Leveraging AI to Generate Audio for User-generated Content in Video Games
Thomas Marrinan, Pakeeza Akram, Oli Gurmessa, Anthony Shishkin
TL;DR
The paper tackles the challenge of adding dynamic, high-quality audio to user-generated content in video games by proposing AI-driven on-the-fly audio generation using text-to-audio and image-to-audio pipelines. It leverages Meta's AudioCraft components, MusicGen and AudioGen, to generate music and sound effects from descriptive prompts derived from user-created content or from image captions, enabling real-time feedback. Two 2D prototype games demonstrate the approach: one for environment background music and another for object sound effects, with latency under 4 seconds for short audio clips.
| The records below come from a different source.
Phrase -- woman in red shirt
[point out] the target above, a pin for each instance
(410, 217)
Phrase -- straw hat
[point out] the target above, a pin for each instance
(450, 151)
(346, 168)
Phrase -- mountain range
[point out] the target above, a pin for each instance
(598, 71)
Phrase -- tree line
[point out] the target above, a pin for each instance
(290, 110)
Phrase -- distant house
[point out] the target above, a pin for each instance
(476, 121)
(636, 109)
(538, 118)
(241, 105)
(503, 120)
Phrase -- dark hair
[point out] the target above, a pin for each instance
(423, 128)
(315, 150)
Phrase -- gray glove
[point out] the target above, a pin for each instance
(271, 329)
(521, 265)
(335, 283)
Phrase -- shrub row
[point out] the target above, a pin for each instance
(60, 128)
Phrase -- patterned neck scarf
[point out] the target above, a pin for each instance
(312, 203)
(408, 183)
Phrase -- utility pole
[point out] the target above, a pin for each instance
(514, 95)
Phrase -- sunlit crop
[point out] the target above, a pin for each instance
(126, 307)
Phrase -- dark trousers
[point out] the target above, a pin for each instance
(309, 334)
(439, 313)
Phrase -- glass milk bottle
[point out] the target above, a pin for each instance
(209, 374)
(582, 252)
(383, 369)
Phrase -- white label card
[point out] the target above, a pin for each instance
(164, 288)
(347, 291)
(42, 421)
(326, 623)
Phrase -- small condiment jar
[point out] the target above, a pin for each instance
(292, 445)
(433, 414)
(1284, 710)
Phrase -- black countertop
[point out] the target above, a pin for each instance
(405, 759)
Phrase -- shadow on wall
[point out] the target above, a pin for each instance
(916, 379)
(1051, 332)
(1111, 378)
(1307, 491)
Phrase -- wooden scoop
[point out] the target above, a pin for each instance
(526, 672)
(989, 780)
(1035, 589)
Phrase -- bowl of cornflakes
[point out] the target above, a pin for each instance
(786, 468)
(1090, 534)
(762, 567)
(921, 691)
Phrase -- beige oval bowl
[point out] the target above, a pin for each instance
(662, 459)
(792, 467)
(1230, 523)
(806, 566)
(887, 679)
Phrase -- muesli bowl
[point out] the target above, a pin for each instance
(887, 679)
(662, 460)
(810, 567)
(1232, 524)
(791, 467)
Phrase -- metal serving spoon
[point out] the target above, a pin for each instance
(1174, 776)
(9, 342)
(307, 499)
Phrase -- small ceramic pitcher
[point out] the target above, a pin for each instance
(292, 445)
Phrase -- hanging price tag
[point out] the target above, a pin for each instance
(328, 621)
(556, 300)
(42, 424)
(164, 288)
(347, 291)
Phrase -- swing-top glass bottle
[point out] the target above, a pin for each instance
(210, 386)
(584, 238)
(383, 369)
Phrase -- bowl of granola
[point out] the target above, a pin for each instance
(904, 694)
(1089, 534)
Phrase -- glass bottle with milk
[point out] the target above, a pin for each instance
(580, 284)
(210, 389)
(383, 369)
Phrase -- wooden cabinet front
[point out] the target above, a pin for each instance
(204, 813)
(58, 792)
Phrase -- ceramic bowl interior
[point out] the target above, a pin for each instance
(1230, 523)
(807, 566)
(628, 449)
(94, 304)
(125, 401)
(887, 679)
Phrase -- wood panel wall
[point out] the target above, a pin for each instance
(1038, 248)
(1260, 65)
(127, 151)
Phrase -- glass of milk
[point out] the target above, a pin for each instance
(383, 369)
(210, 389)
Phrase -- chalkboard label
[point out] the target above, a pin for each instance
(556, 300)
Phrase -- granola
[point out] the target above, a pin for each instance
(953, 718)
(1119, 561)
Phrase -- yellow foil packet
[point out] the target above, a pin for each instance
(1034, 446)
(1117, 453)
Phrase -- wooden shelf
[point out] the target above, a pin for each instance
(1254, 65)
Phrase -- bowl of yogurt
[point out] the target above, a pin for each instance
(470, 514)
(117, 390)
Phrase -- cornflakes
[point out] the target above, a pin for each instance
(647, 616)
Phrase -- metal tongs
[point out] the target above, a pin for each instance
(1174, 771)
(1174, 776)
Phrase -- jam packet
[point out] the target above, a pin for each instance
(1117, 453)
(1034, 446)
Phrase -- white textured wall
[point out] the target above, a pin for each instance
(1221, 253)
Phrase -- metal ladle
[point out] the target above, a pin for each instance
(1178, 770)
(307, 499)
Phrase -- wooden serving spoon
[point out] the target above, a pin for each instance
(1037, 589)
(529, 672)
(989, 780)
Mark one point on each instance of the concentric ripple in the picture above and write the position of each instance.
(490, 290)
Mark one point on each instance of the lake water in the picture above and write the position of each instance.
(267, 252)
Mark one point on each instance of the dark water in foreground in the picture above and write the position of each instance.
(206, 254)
The study discusses ethical considerations, confirms qualitative audio quality that aligns with game aesthetics, and outlines future directions including human-in-the-loop editing and broader training data to better emulate established game audio, highlighting practical implications for enhancing creativity and engagement in user-generated content ecosystems.
Abstract
In video game design, audio (both environmental background music and object sound effects) play a critical role. Sounds are typically pre-created assets designed for specific locations or objects in a game. However, user-generated content is becoming increasingly popular in modern games (e.g. building custom environments or crafting unique objects). Since the possibilities are virtually limitless, it is impossible for game creators to pre-create audio for user-generated content. We explore the use of generative artificial intelligence to create music and sound effects on-the-fly based on user-generated content. We investigate two avenues for audio generation: 1) text-to-audio: using a text description of user-generated content as input to the audio generator, and 2) image-to-audio: using a rendering of the created environment or object as input to an image-to-text generator, then piping the resulting text description into the audio generator. In this paper we discuss ethical implications of using generative artificial intelligence for user-generated content and highlight two prototype games where audio is generated for user-created environments and objects.